Immigration Reform Bill Introduced in Congress

With a new administration and a new Congress, the effort to reform our nation’s outdated and dysfunctional immigration laws and procedures has begun in earnest.

On February 18, 2021, the U.S. Citizenship Act of 2021, the bill championed by the Biden administration, was introduced in both the House of Representatives and the Senate.    The bill is the opening bid in the immigration reform process, and includes provisions that already have bipartisan support, including allowing those who entered as children who now have Deferred Action for Childhood Arrivals (DACA) status, individuals with Temporary Protected Status (TPS), and farmworkers who are essential to our food supply chain, to apply for permanent residency.

The bill would also allow other undocumented individuals shut out of any path to a green card under current immigration laws to seek temporary status that would lead to residency and then citizenship over eight years, enabling them to fully participate in our society, where they are already integral members of our workforce and economy.

The bill is a long overdue  recognition of the urgent need to revamp the nation’s immigration laws, which are completely out of sync with the nation’s demographic and economic realities.  Whether it passes, or whether smaller, more targeted bills advance, such as the Dream Act, that would legalize those with DACA and others who arrived in the U.S. as children, or the Farm Workforce Modernization Act, a bill with support from both the United Farm Workers union and agribusiness, it’s imperative that federal immigration reforms are enacted this year to ensure that the U.S. continues to have a robust workforce, vibrant communities, and a growing economy.

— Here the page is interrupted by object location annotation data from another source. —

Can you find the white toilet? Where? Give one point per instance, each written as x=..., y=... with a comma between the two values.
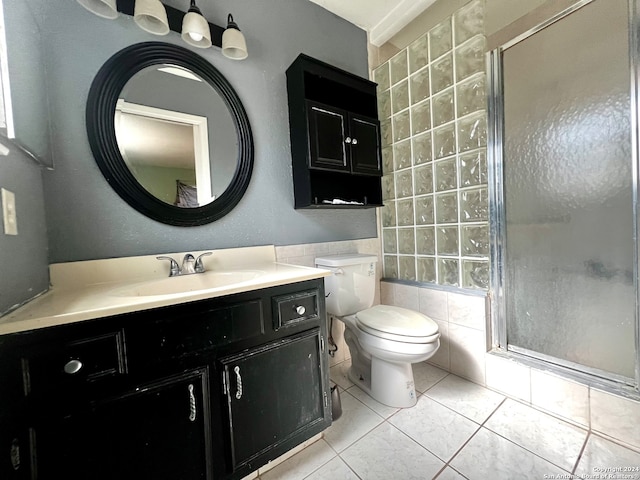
x=383, y=340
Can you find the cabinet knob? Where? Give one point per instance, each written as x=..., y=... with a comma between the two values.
x=72, y=366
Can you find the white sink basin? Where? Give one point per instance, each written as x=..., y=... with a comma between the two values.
x=187, y=283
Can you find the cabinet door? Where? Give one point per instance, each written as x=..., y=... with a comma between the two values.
x=274, y=393
x=327, y=137
x=158, y=430
x=365, y=142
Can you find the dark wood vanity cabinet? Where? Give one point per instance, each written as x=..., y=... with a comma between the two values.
x=335, y=136
x=210, y=390
x=155, y=430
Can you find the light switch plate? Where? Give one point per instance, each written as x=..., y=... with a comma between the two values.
x=9, y=212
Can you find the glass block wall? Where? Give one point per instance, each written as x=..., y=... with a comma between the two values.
x=432, y=107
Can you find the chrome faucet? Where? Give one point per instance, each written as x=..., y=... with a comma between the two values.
x=190, y=264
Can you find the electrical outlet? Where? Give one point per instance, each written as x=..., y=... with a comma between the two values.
x=9, y=212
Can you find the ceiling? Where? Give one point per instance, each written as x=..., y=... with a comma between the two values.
x=382, y=19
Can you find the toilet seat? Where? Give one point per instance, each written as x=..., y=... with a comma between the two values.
x=398, y=324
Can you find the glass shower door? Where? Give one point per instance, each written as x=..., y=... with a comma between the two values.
x=568, y=193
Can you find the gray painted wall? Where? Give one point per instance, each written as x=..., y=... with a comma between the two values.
x=23, y=258
x=88, y=220
x=27, y=74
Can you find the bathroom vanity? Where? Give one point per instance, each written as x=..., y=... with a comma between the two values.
x=206, y=384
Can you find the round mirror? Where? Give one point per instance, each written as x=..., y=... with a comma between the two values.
x=170, y=134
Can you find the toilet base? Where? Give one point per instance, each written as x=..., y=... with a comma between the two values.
x=390, y=384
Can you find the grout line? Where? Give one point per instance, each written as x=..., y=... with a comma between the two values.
x=584, y=446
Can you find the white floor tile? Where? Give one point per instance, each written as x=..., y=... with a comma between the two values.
x=336, y=469
x=465, y=397
x=426, y=376
x=383, y=410
x=439, y=429
x=386, y=453
x=610, y=415
x=301, y=464
x=551, y=438
x=601, y=454
x=489, y=456
x=339, y=374
x=357, y=419
x=450, y=474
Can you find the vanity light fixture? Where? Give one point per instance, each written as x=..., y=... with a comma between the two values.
x=102, y=8
x=234, y=45
x=195, y=28
x=157, y=18
x=151, y=16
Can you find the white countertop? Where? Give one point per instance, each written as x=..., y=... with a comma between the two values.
x=102, y=288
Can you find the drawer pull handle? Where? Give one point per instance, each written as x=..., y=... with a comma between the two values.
x=72, y=367
x=192, y=404
x=238, y=383
x=15, y=454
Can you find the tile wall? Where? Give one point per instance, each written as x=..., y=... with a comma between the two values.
x=432, y=107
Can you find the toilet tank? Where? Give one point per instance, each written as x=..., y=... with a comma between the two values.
x=352, y=286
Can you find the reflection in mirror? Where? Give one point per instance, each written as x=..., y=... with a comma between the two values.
x=176, y=135
x=182, y=133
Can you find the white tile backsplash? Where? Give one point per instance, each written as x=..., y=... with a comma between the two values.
x=467, y=351
x=467, y=310
x=508, y=377
x=442, y=358
x=406, y=296
x=433, y=303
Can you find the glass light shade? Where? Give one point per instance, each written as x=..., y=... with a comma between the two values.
x=102, y=8
x=195, y=30
x=234, y=45
x=151, y=16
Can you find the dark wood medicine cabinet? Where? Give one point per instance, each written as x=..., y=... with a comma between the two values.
x=335, y=136
x=207, y=390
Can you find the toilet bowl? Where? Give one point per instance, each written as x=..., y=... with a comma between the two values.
x=384, y=340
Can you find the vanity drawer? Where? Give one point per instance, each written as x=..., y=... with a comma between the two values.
x=193, y=332
x=296, y=308
x=75, y=363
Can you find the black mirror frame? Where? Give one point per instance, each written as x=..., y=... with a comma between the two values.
x=101, y=106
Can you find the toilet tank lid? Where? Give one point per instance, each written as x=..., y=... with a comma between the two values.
x=345, y=259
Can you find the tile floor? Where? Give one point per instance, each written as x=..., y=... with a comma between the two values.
x=457, y=430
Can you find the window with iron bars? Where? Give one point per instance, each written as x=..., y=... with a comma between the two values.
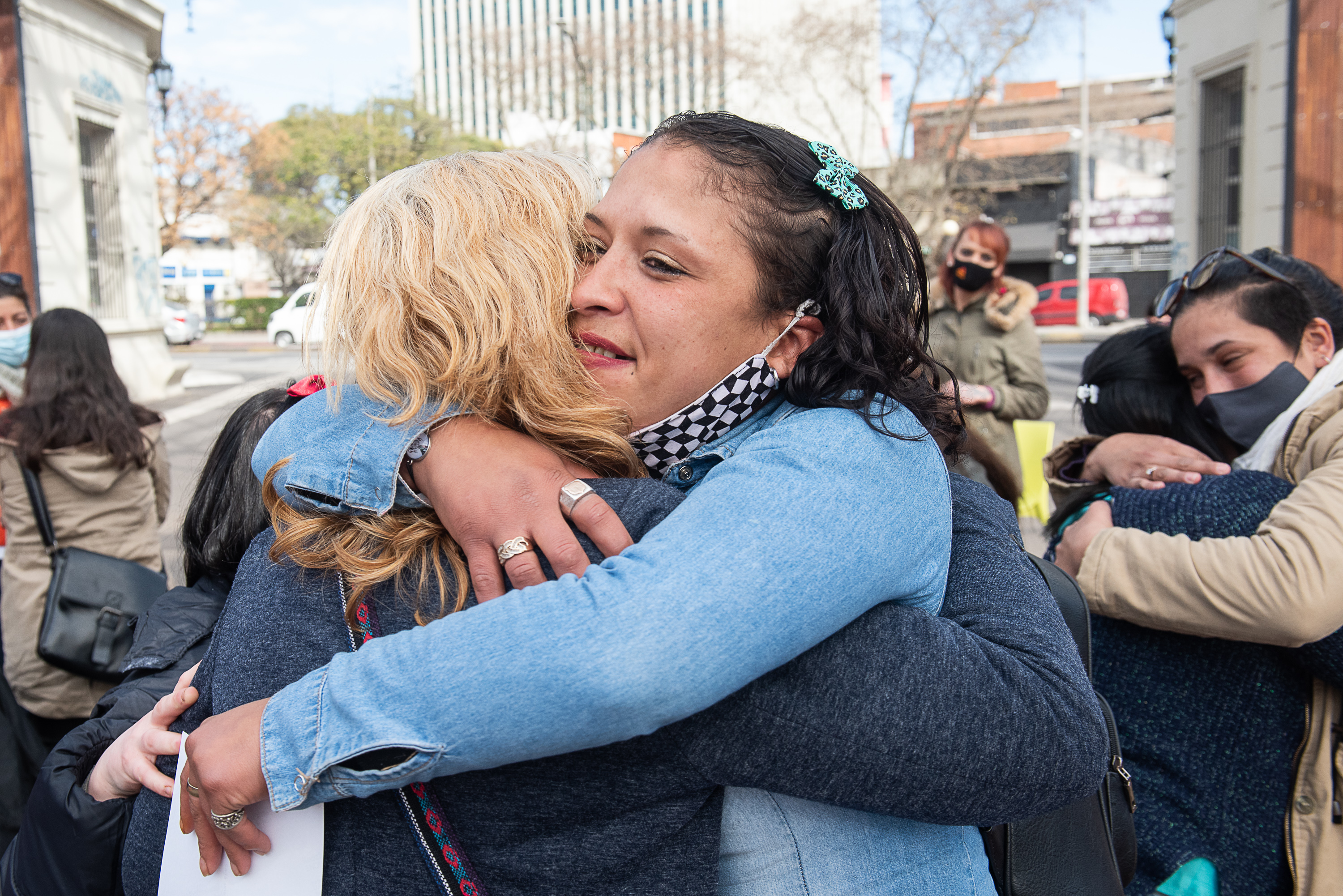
x=103, y=221
x=1220, y=141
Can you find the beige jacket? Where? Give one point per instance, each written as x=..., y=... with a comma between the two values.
x=96, y=507
x=1283, y=585
x=994, y=343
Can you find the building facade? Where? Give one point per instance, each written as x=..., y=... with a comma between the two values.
x=77, y=180
x=1260, y=128
x=526, y=72
x=1021, y=166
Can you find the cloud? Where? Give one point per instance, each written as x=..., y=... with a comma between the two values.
x=269, y=55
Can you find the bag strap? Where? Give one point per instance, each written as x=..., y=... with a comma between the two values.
x=1072, y=605
x=39, y=508
x=434, y=833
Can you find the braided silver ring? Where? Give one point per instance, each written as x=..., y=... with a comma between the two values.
x=574, y=492
x=513, y=547
x=229, y=820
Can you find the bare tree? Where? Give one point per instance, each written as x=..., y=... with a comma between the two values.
x=198, y=156
x=824, y=66
x=959, y=47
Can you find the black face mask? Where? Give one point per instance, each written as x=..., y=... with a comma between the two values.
x=970, y=276
x=1245, y=413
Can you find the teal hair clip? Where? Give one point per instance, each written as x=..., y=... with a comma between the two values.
x=837, y=178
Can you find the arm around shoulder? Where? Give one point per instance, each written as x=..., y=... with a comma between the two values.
x=1272, y=588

Here are some highlights of the U.S. Citizenship Act of 2021.  It would:

  • Create a path for undocumented individuals living in the U.S., after passing criminal and national security background checks and payment of applicable fees, to receive “lawful prospective immigrant” status, along with their spouses and children.  With that status, they can legally work and travel, and after five years, after further background checks and proof of payment of all income taxes, they could get permanent residency (the “green card”).  Three years later, they could apply for U.S. citizenship.
  • Raise annual numerical ceilings on employment-based immigration and take other measures to speed up the immigration process for professional level immigrants.
  • Improve the U.S.’s ability to attract professional level doctoral students in most STEM fields by easing their path to permanent residency after completing their degrees, and to attract temporary specialized occupation foreign H-1B visa workers by codifying in statute that their spouses and minor children of working age can legally work.
  • Authorize a pilot program to allow for regional employment-based immigration for economic development.
  • Prioritize family unity through various changes that will end the often lengthy separations of permanent residents and U.S. citizens from their immediate family members, including their spouses, children, adult children, parents and siblings, due to processing backlogs or wait lists (for example, at this writing unmarried adult children of permanent residents or naturalized U.S. citizens from Mexico have been waiting more than 20 years to reach the top of the wait list to immigrate).
  • Direct funding and programming to address root causes pushing immigrants from Central America to flee their countries and seek asylum in the U.S.
  • Create new opportunities for those fearing persecution in western hemisphere countries to apply for refugee status and resettlement from within those countries.
  • Reform and direct resources to the asylum processing system to remove barriers to applying for asylum, reduce processing backlogs, and allow earlier issuance of work permits to asylum applicants.
  • Take multiple steps to improve due process for immigrants interacting with the immigration court system and to reduce immigration court backlogs.
  • Create new initiatives and provide grant funding to promote immigrant integration efforts and programs at the state and local levels, including funding for English language instruction, workforce development and economic integration efforts, and citizenship instruction.
  • Direct funds towards infrastructure and technology for border security.
  • Replace the term “alien” with the term “noncitizen” in the immigration and nationality statutes.